PATTERN Cited by 1 source

Policy gate on provisioning

Pattern

Gate every infrastructure-provisioning request at admission time against a central policy catalog. Non-compliant manifests are rejected before any resource is created — shift-left compliance.

The canonical Kubernetes realization is Open Policy Agent Gatekeeper: a K8s admission controller that evaluates Rego policies against every CREATE / UPDATE request and returns admit / deny (with optional mutation). Policies live in a central catalog; platform teams own policy authorship; application teams' manifests pass through the gate transparently when compliant.

Why admission time, not audit time

Two alternative enforcement points:

  • Audit-time — resources are created, then a scanner discovers non-compliant ones and files tickets. Drifts happen routinely; incidents happen when the scanner lags.
  • Deploy-time (CI/CD pipeline step) — policy check runs in CI. Works for CI-gated flows; fails for any out-of-band change (console click, kubectl apply with cluster-admin, emergency manual fix).
  • Admission-time — the K8s API server itself asks the policy engine before committing. Every change path — CI, console, kubectl, GitOps controller — passes through it. No drift window.

Shape

  • Central policy catalog. Policies live in a dedicated store, versioned, audited, authored by security/compliance team (concepts/policy-as-data).
  • Admission controller calls the engine synchronously. Request latency floor is the policy evaluation time.
  • Constraint templates + instances. Gatekeeper's two-layer model: the template defines a generic rule shape (e.g. "all Pods must have a resource limit"); the instance binds it to specific scopes (which namespaces, which labels).
  • Escape hatches via exemptions, not bypasses. Named exemptions in the catalog, audited; no "admins can skip policies" backdoor.
  • Mutation, carefully. Gatekeeper can optionally mutate incoming manifests (add missing labels, inject a default IAM role). Powerful but reduces the caller's control — use sparingly.
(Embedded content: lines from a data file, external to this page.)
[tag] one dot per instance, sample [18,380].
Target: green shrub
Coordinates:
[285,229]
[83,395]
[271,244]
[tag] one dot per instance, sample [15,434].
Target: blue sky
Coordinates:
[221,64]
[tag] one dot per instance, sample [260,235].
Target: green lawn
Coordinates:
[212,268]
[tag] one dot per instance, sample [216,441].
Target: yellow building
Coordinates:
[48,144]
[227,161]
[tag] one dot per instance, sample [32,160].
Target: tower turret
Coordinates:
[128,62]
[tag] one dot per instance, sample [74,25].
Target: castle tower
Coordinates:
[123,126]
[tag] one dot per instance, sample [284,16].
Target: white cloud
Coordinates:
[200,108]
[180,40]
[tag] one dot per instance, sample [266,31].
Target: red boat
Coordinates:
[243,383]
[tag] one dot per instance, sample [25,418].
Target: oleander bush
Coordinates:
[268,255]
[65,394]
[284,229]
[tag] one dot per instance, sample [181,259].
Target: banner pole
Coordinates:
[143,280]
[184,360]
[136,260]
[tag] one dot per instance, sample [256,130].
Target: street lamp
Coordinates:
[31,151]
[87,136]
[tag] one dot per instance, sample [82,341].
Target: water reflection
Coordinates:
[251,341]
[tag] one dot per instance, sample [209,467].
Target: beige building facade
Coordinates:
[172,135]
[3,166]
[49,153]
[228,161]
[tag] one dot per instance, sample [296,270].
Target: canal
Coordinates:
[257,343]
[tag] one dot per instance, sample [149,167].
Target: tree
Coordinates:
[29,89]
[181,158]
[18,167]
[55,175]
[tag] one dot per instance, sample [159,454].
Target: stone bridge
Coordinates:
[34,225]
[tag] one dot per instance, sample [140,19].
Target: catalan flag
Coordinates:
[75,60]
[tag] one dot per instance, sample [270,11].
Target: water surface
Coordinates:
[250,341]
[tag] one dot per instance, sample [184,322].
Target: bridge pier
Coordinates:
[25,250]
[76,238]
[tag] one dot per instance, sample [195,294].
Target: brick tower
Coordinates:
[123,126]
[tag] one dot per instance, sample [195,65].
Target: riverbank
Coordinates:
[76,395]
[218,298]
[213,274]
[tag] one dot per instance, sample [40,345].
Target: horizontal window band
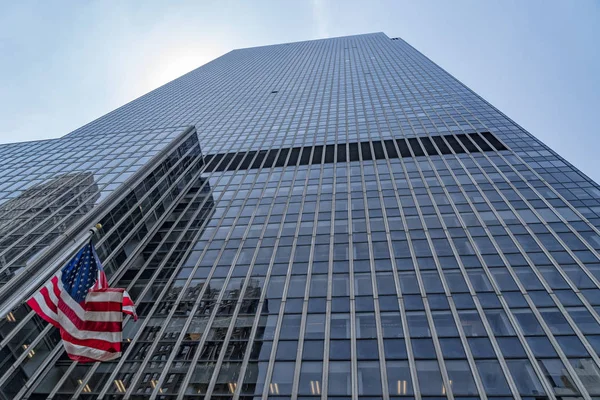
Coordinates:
[343,152]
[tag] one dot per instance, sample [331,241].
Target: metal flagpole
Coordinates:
[47,273]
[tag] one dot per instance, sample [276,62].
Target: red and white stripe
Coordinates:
[91,330]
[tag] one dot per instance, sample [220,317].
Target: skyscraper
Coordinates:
[337,218]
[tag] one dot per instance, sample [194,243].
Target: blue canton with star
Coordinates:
[80,274]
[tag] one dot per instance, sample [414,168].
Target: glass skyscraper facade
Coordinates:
[332,219]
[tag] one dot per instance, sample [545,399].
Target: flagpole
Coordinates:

Canonical instance (Santander Catalyst)

"Policies catalog — A central repository of policies ensuring compliance and security across all operations using Open Policy Agent." (Source: sources/2026-02-26-aws-santander-catalyst-platform-engineering)
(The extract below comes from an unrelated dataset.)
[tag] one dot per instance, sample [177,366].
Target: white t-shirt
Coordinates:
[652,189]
Catalyst's policies catalog lives on the EKS control plane cluster alongside systems/crossplane (stacks catalog) and systems/argocd (data-plane claims). Every Crossplane claim — which is a K8s API request, because Crossplane models every cloud resource as a CR — passes through Gatekeeper before it reaches the Crossplane controller. Non-compliant database instances, IAM roles, VPC configurations are rejected at claim time, not after the resources exist.
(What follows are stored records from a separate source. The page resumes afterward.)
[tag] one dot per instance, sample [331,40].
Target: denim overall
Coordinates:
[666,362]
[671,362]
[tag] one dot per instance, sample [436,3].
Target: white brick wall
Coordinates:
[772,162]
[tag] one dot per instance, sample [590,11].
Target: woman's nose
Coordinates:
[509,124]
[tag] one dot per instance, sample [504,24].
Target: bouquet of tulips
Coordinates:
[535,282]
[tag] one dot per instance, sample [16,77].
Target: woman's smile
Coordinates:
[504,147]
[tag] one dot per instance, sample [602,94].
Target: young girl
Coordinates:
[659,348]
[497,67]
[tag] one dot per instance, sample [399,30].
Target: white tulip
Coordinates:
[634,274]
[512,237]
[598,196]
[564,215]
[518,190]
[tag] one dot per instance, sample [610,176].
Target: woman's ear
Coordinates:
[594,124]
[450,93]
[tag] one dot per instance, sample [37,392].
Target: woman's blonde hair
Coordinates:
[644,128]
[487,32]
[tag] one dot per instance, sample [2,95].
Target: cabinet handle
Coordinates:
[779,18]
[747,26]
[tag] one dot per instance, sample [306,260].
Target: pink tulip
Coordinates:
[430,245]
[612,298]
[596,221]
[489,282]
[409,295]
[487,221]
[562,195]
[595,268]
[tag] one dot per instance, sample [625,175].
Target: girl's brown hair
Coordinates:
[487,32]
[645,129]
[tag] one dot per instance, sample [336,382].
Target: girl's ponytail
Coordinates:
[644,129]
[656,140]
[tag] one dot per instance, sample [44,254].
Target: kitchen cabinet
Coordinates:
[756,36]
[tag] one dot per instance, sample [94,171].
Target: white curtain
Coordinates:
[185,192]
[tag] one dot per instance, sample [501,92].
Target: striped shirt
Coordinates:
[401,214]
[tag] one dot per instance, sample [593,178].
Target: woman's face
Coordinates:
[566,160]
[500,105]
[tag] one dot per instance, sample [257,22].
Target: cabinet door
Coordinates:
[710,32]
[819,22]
Relation to other policy enforcement layers

Layer Enforcement point Engine Canonical instance
patterns/policy-gate-on-provisioning K8s admission (infra provisioning) OPA / Gatekeeper Santander Catalyst
patterns/lambda-authorizer API Gateway (app request) AVP / Cedar Convera
concepts/service-control-policy AWS Organizations (account ceiling) IAM policy / SMT-proven by systems/aws-policy-interpreter ProGlove
patterns/zero-trust-re-verification Backend data-tier boundary App code calling AVP Convera

All four are concepts/policy-as-data instances. Different engines, different enforcement layers, same load-bearing discipline: policies separate from code, versioned, audited, evaluated by a dedicated engine.

Caveats

  • Policy-evaluation latency adds to every admission. A bad Rego policy can brown out the API server.
  • Policy updates are themselves risky. A broken policy blocks all provisioning; need CI + canary + rollback discipline for the policy catalog itself.
  • Coverage ≠ perfection. Admission-time is after the human-in-loop (or CI-in-loop) step; social-engineering / stolen creds / permissive exemptions still bypass. Pair with defense in depth (concepts/zero-trust-authorization, patterns/zero-trust-re-verification).
  • Cross-cluster consistency requires the policy catalog to be distributed; version skew across clusters is a silent correctness gap.